= John Slade-Baker =

English soldier, journalist and spy

John Bigelow Slade-Baker (1896–1966) was an English soldier, journalist and spy.

==Life==
John Slade-Baker was born on 29 July 1896, the son of Brig. Gen. Arthur Slade-Baker, CMG, and Caroline Fisher Heape, of Robertsbridge. He was educated at Marlborough College before going on to the Royal Military College, Sandhurst. He rose to the rank of Colonel in the army, retiring in 1947.

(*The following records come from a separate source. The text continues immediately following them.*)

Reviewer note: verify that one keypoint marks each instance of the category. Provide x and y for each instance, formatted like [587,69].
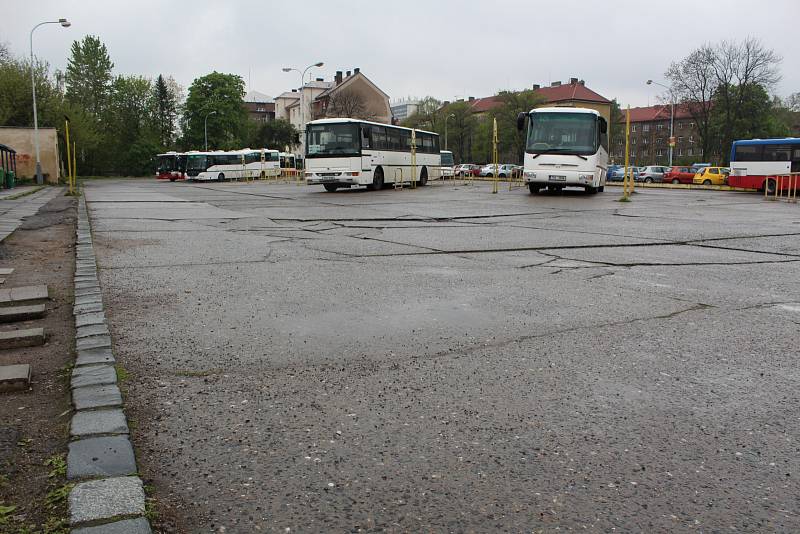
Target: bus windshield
[196,163]
[325,140]
[562,133]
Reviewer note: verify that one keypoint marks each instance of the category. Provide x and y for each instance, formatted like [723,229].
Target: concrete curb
[108,495]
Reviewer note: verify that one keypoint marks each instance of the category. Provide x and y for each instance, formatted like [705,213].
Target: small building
[260,107]
[649,139]
[21,139]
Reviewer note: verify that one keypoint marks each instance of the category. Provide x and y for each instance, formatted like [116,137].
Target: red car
[679,175]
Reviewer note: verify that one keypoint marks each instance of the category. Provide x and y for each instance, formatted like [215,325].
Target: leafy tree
[223,94]
[88,75]
[166,105]
[277,134]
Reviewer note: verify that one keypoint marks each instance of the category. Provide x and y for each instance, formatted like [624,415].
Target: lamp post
[66,24]
[302,104]
[205,127]
[445,128]
[671,116]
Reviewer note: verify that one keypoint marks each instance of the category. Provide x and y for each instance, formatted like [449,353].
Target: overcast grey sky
[444,48]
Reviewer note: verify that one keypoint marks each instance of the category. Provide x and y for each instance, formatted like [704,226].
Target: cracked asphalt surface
[445,359]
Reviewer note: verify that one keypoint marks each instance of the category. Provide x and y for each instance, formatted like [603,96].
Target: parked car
[652,173]
[467,169]
[503,170]
[679,175]
[712,176]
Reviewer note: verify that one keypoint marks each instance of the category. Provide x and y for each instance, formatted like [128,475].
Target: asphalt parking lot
[446,359]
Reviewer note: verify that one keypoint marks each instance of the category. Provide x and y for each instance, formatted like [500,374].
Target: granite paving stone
[94,356]
[105,456]
[103,499]
[90,397]
[126,526]
[90,422]
[93,375]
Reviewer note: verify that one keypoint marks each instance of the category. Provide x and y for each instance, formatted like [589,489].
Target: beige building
[21,140]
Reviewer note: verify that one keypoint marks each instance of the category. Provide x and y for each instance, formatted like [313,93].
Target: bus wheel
[377,180]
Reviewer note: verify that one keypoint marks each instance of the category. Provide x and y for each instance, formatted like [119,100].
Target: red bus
[755,163]
[171,166]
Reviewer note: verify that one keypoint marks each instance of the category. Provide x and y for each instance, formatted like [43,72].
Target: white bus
[566,147]
[348,152]
[447,163]
[235,164]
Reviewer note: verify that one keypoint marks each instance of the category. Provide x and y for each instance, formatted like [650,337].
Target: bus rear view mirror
[521,121]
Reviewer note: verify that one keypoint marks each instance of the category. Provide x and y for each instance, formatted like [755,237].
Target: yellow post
[69,157]
[413,159]
[625,184]
[494,157]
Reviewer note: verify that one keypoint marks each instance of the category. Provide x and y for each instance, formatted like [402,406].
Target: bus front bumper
[559,178]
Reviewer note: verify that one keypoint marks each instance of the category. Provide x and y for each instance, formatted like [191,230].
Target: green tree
[166,104]
[223,94]
[88,75]
[277,134]
[511,142]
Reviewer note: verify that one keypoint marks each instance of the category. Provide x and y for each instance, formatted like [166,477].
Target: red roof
[657,113]
[570,91]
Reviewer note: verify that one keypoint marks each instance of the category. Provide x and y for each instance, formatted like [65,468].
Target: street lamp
[66,24]
[445,128]
[205,127]
[671,116]
[302,106]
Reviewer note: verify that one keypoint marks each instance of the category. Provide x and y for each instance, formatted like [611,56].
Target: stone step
[13,314]
[15,377]
[32,337]
[22,294]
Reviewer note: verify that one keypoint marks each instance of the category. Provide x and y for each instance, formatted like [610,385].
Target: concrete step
[13,314]
[15,377]
[13,339]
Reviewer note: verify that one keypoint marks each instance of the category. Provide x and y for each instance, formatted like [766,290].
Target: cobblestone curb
[108,496]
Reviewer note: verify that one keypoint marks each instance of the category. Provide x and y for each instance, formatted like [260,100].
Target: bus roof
[564,109]
[347,120]
[776,141]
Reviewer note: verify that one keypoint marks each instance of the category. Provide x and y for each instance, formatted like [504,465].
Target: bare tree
[721,79]
[348,103]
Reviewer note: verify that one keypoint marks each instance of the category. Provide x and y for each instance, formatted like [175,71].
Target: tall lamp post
[445,128]
[66,24]
[205,127]
[302,104]
[671,116]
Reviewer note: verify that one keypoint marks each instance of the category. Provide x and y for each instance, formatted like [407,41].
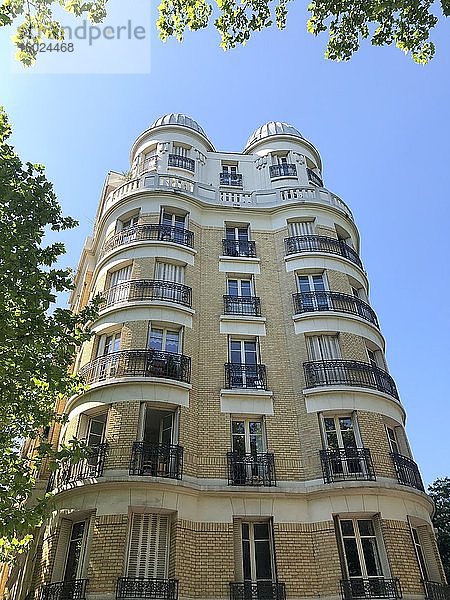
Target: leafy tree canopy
[439,490]
[36,346]
[406,23]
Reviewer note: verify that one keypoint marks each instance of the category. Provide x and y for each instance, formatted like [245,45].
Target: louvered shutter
[59,564]
[168,272]
[298,228]
[149,545]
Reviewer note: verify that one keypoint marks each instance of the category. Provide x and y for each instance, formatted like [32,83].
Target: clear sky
[380,122]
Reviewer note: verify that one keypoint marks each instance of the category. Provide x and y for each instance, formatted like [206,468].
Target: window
[313,292]
[169,272]
[258,563]
[149,546]
[323,347]
[301,228]
[163,339]
[361,554]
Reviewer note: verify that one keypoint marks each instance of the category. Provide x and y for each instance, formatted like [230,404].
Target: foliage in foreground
[439,490]
[405,23]
[36,346]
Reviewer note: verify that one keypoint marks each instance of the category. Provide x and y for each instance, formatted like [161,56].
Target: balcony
[314,178]
[146,588]
[231,179]
[353,373]
[239,375]
[436,591]
[244,248]
[334,301]
[249,306]
[320,243]
[251,469]
[91,466]
[65,590]
[137,363]
[157,460]
[352,464]
[407,471]
[182,162]
[257,590]
[149,232]
[282,170]
[374,587]
[142,290]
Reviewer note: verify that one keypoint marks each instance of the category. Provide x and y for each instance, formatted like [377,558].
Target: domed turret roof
[272,128]
[179,119]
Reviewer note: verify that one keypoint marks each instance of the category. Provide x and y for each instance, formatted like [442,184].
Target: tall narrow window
[149,546]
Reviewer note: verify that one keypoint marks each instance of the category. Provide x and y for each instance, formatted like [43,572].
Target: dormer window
[180,158]
[230,176]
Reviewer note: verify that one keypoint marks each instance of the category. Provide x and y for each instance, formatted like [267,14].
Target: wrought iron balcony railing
[314,178]
[407,471]
[91,466]
[182,162]
[348,372]
[158,460]
[282,170]
[146,588]
[231,179]
[138,363]
[373,587]
[242,305]
[65,590]
[347,463]
[239,375]
[334,301]
[140,290]
[436,591]
[320,243]
[239,248]
[149,232]
[257,590]
[251,469]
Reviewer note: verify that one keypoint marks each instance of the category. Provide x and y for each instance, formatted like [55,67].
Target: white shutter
[149,546]
[59,564]
[168,272]
[298,228]
[323,347]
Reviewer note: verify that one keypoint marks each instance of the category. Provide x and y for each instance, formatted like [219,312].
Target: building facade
[247,440]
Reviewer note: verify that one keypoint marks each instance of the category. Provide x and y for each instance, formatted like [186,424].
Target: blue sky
[380,122]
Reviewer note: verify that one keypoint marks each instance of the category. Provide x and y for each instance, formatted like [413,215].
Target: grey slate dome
[179,119]
[272,128]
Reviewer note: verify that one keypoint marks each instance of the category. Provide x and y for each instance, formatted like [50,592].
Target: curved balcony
[251,469]
[239,375]
[242,305]
[257,590]
[181,162]
[91,466]
[146,588]
[320,243]
[158,460]
[149,232]
[244,248]
[141,290]
[407,471]
[137,363]
[372,587]
[352,464]
[74,589]
[334,301]
[353,373]
[282,170]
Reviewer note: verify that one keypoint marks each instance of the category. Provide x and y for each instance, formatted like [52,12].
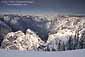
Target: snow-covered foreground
[73,53]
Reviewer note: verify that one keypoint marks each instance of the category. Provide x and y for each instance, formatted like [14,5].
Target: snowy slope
[73,53]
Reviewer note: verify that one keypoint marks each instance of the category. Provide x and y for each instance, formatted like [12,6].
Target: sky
[43,6]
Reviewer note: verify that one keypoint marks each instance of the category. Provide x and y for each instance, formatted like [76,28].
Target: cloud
[17,2]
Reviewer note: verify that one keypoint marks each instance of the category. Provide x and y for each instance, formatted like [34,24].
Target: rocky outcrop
[20,41]
[4,29]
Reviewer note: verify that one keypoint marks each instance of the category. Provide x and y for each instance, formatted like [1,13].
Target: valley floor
[13,53]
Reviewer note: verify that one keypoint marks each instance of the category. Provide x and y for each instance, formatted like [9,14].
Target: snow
[13,53]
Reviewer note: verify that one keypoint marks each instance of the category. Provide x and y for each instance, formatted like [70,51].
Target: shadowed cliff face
[35,23]
[59,33]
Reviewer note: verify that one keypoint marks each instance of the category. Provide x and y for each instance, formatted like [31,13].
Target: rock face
[66,34]
[4,29]
[20,41]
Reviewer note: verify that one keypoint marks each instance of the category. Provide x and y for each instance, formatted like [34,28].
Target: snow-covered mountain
[58,32]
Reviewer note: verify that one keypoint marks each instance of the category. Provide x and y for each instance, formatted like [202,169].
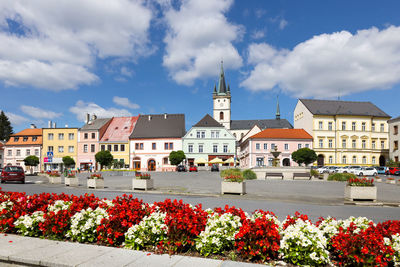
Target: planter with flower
[54,177]
[142,181]
[233,184]
[360,189]
[71,180]
[95,181]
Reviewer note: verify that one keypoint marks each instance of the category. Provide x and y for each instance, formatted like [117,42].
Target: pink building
[256,150]
[88,142]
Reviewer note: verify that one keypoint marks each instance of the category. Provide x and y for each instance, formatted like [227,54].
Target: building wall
[147,153]
[57,143]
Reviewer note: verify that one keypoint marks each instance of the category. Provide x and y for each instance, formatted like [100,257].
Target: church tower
[222,101]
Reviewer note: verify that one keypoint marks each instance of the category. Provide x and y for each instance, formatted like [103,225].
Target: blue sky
[115,58]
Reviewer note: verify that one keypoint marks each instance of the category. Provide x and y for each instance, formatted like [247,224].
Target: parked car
[181,168]
[193,168]
[13,173]
[367,171]
[215,168]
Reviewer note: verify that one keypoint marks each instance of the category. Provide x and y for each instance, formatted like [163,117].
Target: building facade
[256,150]
[207,140]
[58,143]
[345,132]
[89,136]
[116,138]
[22,144]
[153,139]
[394,139]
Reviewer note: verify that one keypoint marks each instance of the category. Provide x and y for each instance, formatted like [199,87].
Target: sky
[62,59]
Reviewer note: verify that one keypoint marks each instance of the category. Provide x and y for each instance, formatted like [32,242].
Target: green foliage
[68,161]
[342,177]
[5,127]
[104,158]
[304,155]
[176,157]
[249,175]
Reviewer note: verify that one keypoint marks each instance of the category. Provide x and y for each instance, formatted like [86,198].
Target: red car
[13,173]
[193,169]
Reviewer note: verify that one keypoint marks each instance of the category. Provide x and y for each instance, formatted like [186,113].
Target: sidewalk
[23,251]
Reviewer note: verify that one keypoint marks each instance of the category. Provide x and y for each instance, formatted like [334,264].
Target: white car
[366,171]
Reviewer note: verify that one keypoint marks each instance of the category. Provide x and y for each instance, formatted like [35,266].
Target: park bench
[273,174]
[302,175]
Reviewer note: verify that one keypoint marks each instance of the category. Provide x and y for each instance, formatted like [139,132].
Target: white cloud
[198,37]
[329,64]
[81,108]
[61,40]
[39,113]
[124,102]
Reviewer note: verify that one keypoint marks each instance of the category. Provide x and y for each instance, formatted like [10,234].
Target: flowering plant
[360,182]
[145,176]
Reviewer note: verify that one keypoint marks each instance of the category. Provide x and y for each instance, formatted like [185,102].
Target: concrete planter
[353,193]
[142,184]
[71,181]
[55,180]
[95,183]
[233,188]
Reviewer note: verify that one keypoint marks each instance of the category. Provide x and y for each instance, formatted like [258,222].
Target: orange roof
[282,134]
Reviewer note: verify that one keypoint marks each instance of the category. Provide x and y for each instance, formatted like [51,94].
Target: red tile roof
[282,134]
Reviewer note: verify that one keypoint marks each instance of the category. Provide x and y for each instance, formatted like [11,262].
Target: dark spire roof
[208,121]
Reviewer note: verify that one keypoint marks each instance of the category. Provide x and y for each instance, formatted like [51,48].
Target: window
[215,148]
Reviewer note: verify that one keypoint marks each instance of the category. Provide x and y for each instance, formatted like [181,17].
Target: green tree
[176,157]
[104,158]
[304,155]
[30,161]
[5,127]
[68,161]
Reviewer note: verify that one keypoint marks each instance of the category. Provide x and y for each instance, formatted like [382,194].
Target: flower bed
[176,227]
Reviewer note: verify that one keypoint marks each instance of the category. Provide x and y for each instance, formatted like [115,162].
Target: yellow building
[58,143]
[345,132]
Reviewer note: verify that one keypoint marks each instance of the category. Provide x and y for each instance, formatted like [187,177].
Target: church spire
[278,112]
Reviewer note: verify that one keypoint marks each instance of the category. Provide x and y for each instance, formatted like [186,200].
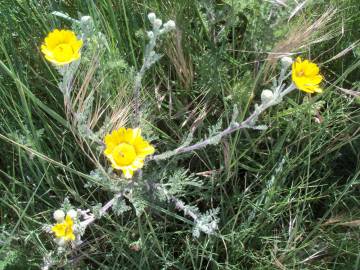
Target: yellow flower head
[126,150]
[64,230]
[61,47]
[306,77]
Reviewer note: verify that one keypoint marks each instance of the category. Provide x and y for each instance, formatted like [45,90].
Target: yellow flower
[61,47]
[64,230]
[126,150]
[306,77]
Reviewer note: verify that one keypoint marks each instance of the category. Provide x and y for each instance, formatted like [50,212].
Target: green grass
[297,218]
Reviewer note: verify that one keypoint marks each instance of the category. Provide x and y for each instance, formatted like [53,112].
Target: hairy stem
[247,123]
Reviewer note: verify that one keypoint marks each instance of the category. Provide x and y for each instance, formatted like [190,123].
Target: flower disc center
[63,51]
[124,154]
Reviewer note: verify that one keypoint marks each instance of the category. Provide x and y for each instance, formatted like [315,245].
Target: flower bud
[170,25]
[72,213]
[152,17]
[286,61]
[150,34]
[59,215]
[157,23]
[85,18]
[266,96]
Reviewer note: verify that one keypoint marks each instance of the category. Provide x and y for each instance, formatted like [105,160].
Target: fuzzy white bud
[157,23]
[59,215]
[150,34]
[152,17]
[72,213]
[85,18]
[170,25]
[286,61]
[266,96]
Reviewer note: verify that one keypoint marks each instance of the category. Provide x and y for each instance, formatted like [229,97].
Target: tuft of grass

From 1952 to 1960 he was Middle East correspondent for The Sunday Times. According to James Barr, Slade-Baker was an MI6 agent. In 1955, with Britain and Saudi Arabia at loggerheads over the Buraimi Dispute, he persuaded St. John Philby to depict the corruption of the Saudi royal family for The Sunday Times.

The Israeli politician Moshe Sharett was unimpressed upon meeting Slade-Baker in 1955:

... quite a strange type of a journalist is he. Seemed to me as rather limited and even a moron. He asked highly simplistic questions and slowly took down [everything] word by word. In the end, his meticulousness and carefulness outweighed his slowness and dumbness. Who knows whether his obtuse visage and cumbersome behavior were indeed a true mirror of his wisdom?

Slade-Baker died in London on 19 April 1966. His diaries and papers relating to the Middle East are held at the Middle East Centre Archive, St Antony's College, Oxford.